Even if Universal Pictures had entrusted The Fifth Estate to a competent director and writer, the movie would still likely be doomed from the start, merely because Julian Assange isn’t all that interesting a figure, either as a person or as a political icon.  A fugitive of several countries who’s ever wandering, looking for embarrassing videos of soldiers defiling corpses, and having sex with various strangers, sometimes for longer than they consent to (although the movie doesn’t so much as probe these accusations [terrible double entendre intended]), he’s the kind of pathetic lifeform you might expect to find in the swamplands of an alien planet: a wretched, self-inflated, morally destitute, and rather worthless addition to human race.  None of the ‘secrets’ he has stolen thus far have been especially eye-opening or infuriating, and the movie largely reflects his life’s dearth of lasting achievements.  In comparison to Julian Assange, NSA whistle-blower Edward Snowden would make a far more compelling basis for a biopic, not only because his history is more intriguing and philosophy more defined, but also because his leaks were so much more horrifying in their gravity.  The Wikileaks founder obsesses over tax evaders and malfeasant U.S. soldiers, while the renegade in Russia single-handedly exposed not one but several undeclared and sweeping programs that continually enable executive agencies to spy on Americans without warrant in a blatant violation of the 4th amendment.  Assange is just a revolutionary-lite when examined in the big picture, concerned not so much with unmasking widespread government corruption as with igniting momentary outrage against what he sees as American imperialism.  If he were to write for a mainstream newspaper, he would probably sign onto USA Today or Time Magazine first, two papers whose diction is roughly equivalent to this movie’s dialogue.
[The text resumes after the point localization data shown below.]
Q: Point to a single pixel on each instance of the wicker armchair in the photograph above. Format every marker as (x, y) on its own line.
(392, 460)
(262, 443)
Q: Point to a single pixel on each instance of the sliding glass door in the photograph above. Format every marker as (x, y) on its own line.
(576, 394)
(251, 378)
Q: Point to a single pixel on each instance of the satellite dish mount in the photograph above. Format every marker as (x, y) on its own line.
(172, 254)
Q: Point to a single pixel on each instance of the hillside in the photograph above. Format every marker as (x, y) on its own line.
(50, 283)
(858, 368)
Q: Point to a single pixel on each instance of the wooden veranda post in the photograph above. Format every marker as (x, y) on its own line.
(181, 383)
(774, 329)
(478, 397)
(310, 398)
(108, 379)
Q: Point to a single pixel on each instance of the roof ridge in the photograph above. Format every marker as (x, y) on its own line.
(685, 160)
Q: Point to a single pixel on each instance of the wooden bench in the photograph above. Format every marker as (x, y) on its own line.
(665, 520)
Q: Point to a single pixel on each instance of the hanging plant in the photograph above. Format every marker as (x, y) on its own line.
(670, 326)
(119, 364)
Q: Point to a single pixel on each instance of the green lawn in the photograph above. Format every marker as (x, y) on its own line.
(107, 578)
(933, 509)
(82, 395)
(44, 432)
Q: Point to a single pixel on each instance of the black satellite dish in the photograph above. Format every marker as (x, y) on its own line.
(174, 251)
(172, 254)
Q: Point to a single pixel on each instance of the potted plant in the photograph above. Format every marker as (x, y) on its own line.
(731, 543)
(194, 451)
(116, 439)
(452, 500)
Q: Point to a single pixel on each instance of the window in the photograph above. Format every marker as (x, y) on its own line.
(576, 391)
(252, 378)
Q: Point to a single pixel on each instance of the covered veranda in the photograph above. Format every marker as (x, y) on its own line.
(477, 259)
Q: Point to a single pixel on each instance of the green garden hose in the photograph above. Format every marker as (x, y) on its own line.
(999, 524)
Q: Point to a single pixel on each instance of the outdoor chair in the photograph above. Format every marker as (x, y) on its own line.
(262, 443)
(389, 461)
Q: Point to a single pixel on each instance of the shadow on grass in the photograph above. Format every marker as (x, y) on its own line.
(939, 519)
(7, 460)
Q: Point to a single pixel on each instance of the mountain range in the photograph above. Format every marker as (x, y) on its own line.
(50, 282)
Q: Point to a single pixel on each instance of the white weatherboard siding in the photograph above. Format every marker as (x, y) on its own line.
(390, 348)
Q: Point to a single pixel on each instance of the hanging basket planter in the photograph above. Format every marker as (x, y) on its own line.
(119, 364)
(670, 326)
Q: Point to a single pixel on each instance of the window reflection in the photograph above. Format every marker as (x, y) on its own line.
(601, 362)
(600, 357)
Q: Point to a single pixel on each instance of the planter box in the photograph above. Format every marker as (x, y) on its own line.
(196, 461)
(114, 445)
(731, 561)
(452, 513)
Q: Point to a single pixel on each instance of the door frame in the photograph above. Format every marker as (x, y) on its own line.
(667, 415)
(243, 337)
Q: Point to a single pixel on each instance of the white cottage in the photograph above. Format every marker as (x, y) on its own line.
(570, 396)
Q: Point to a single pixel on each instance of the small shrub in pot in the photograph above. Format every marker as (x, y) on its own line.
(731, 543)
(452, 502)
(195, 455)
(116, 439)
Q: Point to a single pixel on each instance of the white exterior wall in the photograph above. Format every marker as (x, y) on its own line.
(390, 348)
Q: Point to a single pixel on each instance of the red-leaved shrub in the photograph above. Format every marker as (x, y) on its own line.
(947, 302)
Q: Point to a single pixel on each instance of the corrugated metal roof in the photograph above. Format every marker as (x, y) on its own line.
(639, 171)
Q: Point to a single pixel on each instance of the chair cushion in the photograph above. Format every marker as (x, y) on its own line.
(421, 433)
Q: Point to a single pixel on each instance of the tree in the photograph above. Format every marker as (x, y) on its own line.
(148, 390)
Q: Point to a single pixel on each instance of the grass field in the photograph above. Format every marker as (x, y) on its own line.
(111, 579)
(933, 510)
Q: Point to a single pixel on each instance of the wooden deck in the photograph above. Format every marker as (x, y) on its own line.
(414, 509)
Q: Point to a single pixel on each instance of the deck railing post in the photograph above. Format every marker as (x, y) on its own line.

The Fifth Estate is a mildly engrossing, if clumsily edited story as far as biographical dramas come, but it apes Wikileaks’ own reporting by leaving the audience with one burning question: “Is this a story that needed to be told?”  Such is my reaction whenever I read about a new leak from Assange, and such was my reaction when I left the theater…

Grade rating: ?

… That is, if I had actually went to the theater and paid good money to see this piece of junk.  HA!  I’m waiting for the rest of the film to pop up on Wikileaks just as the official screenplay did a few weeks ago.  In other words, this whole review was fake, just like all the events retold in this film that alleges to be based on a true story.  Quoth the Sheldon J. Plankton: Psycheth!  Irony, right?  Whether this commentary is any faker than that of critics who really sat through the movie and still got the completely wrong idea is a whole other debate, one that’s probably worth having.